Resultado: hasta la llegada de sus refuerzos de invierno, el Extremadura tan sólo había ganado un partido de los 18 disputados y empatado otros cinco, mientras en los 24 partidos restantes (fue una de las temporadas en las que la Liga tenía 22 equipos) consiguió ni más ni menos que 10 victorias (siendo decisivo en varias de ellas los goles de un Silvani que anotó 7 tantos) y 6 empates.
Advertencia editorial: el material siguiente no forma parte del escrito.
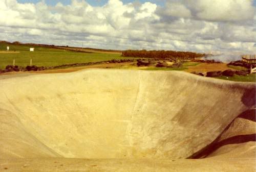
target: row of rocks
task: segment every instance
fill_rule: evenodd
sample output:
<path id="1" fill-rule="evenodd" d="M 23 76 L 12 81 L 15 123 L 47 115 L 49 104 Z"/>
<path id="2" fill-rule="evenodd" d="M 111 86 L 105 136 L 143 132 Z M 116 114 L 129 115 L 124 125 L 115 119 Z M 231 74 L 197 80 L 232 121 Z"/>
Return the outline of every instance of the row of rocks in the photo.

Finalmente, el Extremadura acabó descendiendo a Segunda División (se quedó a tan sólo un punto de disputar la promoción para no bajar de categoría), pero el brillante rendimiento de estos tres futbolistas que casi obran el milagro de la permanencia para el conjunto azulgrana no pasó desapercibido para el resto de clubes, y prueba de ello es que a final de temporada Montoya y Silvani ficharon, respectivamente, por los recién ascendidos Mérida y Salamanca, mientras Basualdo hizo lo propio, aunque quedándose en Segunda, con el Jaén.